Advantages of these shifts are greater interactivity, connectedness, participatory deliberation; disadvantages include a loss of control, and other negatives. The present research examined the information, fundraising, involvement, and mobilisation functions of Italian political Websites, to determine the interrelationships between social networking and political participation. This was done through questionnaires, interviews, focus groups, and participant observation.

Political Engagement in Local Swedish Referenda

Hamburg.
The next session at ECREA 2010 starts with Elisabeth Stúr, whose interest is in the mediated debates in the lead-up to a referendum in a small community in Sweden about the extension of a hydroelectric power scheme. In this case, public opinion was communicated both through old and new media, as well as through public meetings, raising the question to what extent political debates moved to new media platforms.

Markers of Cultural Citizenship in Austria

Hamburg.
We move on to Elisabeth Klaus and Ricarda Drüeke as the next speakers at ECREA 2010; their focus is on media coverage of Austrian migration policy. This is a question of cultural citizenship, concerning cultural belonging and identity formation, and conducted through cultural and media participation. Cultural citizenship entails all those cultural practices that allow or prevent cultural participation.

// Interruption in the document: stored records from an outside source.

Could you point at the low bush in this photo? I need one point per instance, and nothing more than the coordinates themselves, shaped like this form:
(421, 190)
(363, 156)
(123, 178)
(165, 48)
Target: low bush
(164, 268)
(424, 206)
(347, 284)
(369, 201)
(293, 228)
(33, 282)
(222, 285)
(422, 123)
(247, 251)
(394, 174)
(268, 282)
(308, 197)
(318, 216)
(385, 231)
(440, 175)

Media present spaces of identity that offer certain positions to people according to their markers of identity. So, the question arises which identities are presented in the media. In the context of Austrian migration policy, citizenship is based on the citizenship of one’s parents as well as a number of other social and cultural conditions (examined in a citizenship test), but can also be granted to persons with extraordinary achievements in science, economy, arts, or sports without other conditions being met.